To support its argument, the defendant cites cases in which United States courts have complied with United States statutory requirements which allocate jurisdiction to hear certain matters to specified courts. Courts not so specified have no subject matter jurisdiction to hear substantive matters regarding these statutes. See Den-berg v. United States R.R. Retirement Bd., 696 F.2d 1193, 1196 (7th Cir.1983), cert. den., 466 U.S. 926, 104 S.Ct. 1706, 80 L.Ed.2d 180 (1984); Assure Competitive Transp., Inc. v. United States, 629 F.2d 467, 471 (7th Cir.1980), cert. den., 449 U.S. 1124, 101 S.Ct. 941, 67 L.Ed.2d 110 (1981); Pleasant Broadcasting Co. v. Federal Communications Comm’n, 564 F.2d 496, 500-01 (D.C.Cir.1977). By analogy, the defendant argues that United States courts have no subject matter jurisdiction over Saudi labor law provisions, which similarly vest jurisdiction to hear matters regarding those provisions in Saudi labor commissions.

The reasoning in recent cases clarifies that this analogy is not generally applied to this type of case. See Randall v. Arabian Am. Oil Co., 778 F.2d 1146 (5th Cir.1985); Curtis v. Harry Winston, Inc., 653 F.Supp. 1504 (S.D.N.Y.1987). In Randall, the plaintiff sued his former employer under Saudi labor law for wrongful discharge from employment in Saudi Arabia. See Randall, 778 F.2d at 1147. The defendant in Randall moved for summary judgment due to the Saudi labor commissions’ exclusive jurisdiction, just as in the case at hand. Id. at 1149. In granting judgment for the defendant, the United States District Court gave effect to the Saudi labor law’s exclusive jurisdiction. The court ruled that the only forum for the plaintiff under the Saudi labor law was the Saudi labor commissions. Id.

On appeal, the Fifth Circuit distilled the issue of exclusive jurisdiction into whether the district court had subject matter jurisdiction over the dispute, and if so, which law applied under conflicts of laws principles. Id. at 1149-50. The court recognized that the district court had subject matter jurisdiction due to the parties’ diversity of citizenship and the amount in dispute over $10,000. Id. at 1150. The power for federal courts to hear cases and controversies derives from the Constitution and United States law. While they may choose to recognize laws of foreign nations, our courts are not limited by foreign sovereign law short of treaties or other formal agreements, even in matters regarding rights provided by foreign sovereigns. Id.
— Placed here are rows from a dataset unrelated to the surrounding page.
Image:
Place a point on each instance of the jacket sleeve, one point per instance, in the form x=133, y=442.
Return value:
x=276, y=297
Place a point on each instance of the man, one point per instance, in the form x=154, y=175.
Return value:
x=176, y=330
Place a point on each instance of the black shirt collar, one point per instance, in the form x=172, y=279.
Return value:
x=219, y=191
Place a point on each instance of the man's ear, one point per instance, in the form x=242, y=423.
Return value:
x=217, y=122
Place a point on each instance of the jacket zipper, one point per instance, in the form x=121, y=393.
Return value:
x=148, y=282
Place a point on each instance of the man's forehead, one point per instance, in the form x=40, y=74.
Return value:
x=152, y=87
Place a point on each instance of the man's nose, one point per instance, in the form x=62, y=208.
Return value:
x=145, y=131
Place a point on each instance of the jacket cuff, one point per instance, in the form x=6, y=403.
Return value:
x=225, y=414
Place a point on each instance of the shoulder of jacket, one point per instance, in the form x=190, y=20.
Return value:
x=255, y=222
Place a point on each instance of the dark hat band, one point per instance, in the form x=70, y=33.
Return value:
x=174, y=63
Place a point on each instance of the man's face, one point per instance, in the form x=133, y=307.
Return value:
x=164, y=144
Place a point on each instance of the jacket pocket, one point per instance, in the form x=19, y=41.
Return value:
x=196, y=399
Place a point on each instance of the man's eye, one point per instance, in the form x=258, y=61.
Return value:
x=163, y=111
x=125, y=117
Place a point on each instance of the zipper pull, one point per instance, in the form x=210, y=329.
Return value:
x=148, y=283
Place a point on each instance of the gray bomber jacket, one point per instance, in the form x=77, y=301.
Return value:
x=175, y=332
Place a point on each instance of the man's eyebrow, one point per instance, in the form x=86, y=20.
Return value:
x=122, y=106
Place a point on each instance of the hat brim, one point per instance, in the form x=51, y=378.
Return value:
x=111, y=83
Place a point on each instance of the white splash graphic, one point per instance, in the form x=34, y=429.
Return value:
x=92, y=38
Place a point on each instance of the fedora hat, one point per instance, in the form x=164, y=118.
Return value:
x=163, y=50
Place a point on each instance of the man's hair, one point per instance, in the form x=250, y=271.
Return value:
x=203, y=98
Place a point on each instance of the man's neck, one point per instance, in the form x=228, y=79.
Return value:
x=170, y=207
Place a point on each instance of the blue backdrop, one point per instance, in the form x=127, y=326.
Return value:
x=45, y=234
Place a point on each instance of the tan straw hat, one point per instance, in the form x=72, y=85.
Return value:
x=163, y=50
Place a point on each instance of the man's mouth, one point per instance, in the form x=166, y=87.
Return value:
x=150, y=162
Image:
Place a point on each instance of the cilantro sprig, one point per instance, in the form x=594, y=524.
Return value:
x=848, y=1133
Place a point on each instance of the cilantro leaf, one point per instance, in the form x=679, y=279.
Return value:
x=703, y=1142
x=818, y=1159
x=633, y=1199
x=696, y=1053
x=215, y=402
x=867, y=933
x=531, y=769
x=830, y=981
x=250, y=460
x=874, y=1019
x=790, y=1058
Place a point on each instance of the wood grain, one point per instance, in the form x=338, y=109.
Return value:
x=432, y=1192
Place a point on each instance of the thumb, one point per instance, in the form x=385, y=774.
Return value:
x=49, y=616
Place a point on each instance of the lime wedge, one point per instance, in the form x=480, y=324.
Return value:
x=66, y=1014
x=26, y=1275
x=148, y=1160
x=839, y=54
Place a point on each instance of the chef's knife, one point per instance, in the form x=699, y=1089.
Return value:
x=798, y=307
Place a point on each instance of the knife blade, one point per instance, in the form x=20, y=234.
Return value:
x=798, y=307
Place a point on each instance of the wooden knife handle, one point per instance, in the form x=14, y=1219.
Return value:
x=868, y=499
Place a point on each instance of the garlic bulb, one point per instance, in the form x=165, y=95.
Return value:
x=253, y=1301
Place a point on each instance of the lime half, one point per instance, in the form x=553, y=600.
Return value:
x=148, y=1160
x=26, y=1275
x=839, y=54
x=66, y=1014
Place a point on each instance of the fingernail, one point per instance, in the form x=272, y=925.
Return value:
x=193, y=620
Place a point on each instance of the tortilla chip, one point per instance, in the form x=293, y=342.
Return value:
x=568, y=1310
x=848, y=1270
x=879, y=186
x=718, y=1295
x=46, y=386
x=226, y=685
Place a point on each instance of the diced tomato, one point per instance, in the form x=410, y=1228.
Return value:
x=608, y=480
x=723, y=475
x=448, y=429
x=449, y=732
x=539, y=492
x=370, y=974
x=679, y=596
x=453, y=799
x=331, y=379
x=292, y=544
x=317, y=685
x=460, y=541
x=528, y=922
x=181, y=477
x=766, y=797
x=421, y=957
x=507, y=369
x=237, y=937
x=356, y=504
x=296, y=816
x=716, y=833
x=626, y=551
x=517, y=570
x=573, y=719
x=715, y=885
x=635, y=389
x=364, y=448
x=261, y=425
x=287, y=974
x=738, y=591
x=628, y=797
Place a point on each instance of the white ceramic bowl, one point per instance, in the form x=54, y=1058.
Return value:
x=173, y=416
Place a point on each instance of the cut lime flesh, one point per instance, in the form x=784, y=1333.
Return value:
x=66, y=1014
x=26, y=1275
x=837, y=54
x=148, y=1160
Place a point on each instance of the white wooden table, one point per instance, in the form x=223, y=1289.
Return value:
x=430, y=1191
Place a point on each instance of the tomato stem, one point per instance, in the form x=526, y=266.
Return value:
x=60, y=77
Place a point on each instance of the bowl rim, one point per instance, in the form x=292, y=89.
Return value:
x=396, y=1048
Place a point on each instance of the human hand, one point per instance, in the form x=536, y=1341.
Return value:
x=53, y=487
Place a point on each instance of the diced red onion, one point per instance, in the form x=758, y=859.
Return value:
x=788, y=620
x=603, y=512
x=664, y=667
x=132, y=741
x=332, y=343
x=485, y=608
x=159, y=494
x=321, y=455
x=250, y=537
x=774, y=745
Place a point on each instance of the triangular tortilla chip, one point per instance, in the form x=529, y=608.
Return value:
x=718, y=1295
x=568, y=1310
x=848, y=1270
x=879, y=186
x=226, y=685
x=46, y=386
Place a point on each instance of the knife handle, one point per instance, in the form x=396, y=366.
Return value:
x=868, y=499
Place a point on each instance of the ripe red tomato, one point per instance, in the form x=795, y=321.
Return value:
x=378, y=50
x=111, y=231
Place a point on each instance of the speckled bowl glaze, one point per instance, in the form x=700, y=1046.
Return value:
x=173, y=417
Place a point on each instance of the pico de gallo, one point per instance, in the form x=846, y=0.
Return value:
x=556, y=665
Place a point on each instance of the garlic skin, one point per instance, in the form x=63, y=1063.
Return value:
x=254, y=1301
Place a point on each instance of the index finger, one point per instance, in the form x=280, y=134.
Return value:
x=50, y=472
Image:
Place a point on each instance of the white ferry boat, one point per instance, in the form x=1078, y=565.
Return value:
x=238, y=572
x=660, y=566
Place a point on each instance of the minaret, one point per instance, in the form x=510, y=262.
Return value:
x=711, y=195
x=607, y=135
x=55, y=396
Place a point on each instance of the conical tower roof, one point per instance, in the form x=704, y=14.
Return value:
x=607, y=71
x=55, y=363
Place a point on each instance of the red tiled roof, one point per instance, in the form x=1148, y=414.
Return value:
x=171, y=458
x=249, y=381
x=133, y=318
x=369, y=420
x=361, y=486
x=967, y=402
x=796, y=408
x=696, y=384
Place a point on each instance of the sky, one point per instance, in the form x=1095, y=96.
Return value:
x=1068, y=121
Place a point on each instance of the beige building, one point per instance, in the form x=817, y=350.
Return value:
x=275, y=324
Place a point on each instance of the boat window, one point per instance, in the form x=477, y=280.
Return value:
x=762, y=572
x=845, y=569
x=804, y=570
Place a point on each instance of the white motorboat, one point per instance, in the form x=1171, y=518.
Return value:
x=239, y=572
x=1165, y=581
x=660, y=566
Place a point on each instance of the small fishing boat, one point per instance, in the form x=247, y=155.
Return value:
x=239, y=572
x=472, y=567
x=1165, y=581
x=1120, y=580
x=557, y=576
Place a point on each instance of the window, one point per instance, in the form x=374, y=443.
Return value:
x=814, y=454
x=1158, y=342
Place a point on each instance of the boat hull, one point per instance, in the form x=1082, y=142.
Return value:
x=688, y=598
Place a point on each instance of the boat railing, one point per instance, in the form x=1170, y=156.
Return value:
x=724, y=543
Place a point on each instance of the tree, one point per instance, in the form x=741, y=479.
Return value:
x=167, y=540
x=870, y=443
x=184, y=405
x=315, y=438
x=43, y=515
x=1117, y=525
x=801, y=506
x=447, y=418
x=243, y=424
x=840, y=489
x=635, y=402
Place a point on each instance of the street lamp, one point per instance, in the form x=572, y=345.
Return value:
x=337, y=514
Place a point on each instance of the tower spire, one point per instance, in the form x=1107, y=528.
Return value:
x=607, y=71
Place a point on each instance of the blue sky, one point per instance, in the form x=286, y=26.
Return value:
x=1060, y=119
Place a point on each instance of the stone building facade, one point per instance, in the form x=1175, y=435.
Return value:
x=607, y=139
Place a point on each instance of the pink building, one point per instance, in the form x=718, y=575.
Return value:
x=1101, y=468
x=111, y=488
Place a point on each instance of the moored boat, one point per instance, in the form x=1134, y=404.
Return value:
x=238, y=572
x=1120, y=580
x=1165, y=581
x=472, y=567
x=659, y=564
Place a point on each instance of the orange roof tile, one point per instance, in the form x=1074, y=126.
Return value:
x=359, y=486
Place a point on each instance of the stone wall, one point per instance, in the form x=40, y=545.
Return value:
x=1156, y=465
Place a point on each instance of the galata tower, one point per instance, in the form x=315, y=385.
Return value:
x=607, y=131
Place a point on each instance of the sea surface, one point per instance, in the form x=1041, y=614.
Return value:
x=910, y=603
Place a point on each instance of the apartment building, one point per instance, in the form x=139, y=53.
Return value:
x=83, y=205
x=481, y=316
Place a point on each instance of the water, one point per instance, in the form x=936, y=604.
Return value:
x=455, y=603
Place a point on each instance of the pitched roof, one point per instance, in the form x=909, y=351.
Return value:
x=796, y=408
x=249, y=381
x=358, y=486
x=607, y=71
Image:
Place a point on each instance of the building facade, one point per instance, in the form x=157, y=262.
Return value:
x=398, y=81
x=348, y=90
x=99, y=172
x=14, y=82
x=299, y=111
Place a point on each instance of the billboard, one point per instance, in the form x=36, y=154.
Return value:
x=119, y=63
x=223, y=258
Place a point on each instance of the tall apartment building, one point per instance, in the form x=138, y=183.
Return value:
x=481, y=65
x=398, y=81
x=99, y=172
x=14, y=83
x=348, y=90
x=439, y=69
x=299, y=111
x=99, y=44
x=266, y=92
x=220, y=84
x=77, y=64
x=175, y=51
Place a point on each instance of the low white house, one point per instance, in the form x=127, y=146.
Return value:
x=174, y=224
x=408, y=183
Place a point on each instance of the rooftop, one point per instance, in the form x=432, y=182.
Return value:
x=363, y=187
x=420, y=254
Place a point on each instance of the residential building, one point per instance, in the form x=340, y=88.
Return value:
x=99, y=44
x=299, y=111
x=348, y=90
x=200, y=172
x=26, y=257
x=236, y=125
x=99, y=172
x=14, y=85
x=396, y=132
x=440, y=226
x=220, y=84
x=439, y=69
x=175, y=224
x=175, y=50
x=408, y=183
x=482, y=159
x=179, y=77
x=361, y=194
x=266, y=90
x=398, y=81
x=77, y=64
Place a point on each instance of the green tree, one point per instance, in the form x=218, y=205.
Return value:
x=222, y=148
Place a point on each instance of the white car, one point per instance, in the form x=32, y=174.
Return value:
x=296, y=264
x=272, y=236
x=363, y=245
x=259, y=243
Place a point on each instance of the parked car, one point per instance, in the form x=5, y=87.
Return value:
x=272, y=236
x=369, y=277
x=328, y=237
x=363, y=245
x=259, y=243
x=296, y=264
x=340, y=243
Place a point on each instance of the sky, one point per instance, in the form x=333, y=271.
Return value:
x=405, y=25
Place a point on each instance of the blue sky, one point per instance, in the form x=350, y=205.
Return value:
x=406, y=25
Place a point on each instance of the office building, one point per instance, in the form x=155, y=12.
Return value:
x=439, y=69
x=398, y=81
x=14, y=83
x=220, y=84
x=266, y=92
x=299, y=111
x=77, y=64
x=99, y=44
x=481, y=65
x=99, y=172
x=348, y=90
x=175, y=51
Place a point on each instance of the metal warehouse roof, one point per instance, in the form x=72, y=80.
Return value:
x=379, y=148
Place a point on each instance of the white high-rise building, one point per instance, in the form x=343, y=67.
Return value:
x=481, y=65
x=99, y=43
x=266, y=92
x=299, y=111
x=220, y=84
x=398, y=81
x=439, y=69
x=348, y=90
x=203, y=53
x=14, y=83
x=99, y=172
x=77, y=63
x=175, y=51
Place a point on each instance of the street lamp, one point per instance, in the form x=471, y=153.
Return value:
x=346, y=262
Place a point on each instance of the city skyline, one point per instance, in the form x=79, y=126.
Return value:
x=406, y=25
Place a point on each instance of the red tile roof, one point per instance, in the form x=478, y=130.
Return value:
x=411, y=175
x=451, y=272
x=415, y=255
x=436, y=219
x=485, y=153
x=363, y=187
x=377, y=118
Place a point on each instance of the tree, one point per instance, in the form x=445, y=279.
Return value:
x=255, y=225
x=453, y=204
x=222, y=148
Having found subject matter jurisdiction, the court next addressed the issue of which *102 law to apply, according to conflicts of laws principles. The Randall court applied the most significant relationship test adopted by the forum state of Texas. Accordingly, the court found that Saudi Arabian law applied as the rule of decision, since the plaintiffs home and employment with the defendant for the most part were in Saudia Arabia. Id. at 1150-51. The court analyzed the exclusive jurisdiction issue again, not regarding jurisdiction, but regarding whether it necessarily accompanied the rights provided in Saudi labor law. Id. at 1151.

Even though the Full Faith and Credit Clause does not require federal courts to recognize foreign nations’ jurisdictional provisions, the court analyzed interpretations of the Clause to use as an analogy. Id. at 1151-53. This analysis revealed that the Full Faith and Credit Clause does not necessarily bind one state to another state’s exclusive jurisdiction provisions, reinforcing the conclusion that foreign exclusive jurisdiction provisions do not bind federal courts. Id. at 1151-53. Cf. e.g., Thomas v. Washington Gas Light Co., 448 U.S. 261, 285, 100 S.Ct. 2647, 2663, 65 L.Ed.2d 757 (1980). Even the Act of State Doctrine, which functions somewhat as a parallel to the Full Faith and Credit Clause at the international level, is not violated by a federal court’s refusal to apply a foreign exclusive jurisdiction provision. Randall v. Arabian Am. Oil Co., 778 F.2d at 1153.

In the Thomas case, plaintiff Thomas had been injured in Virginia while working for the Washington Gas Light Company (“Company”). Thomas v. Washington Gas Light Co., 448 U.S. at 264, 100 S.Ct. at 2652.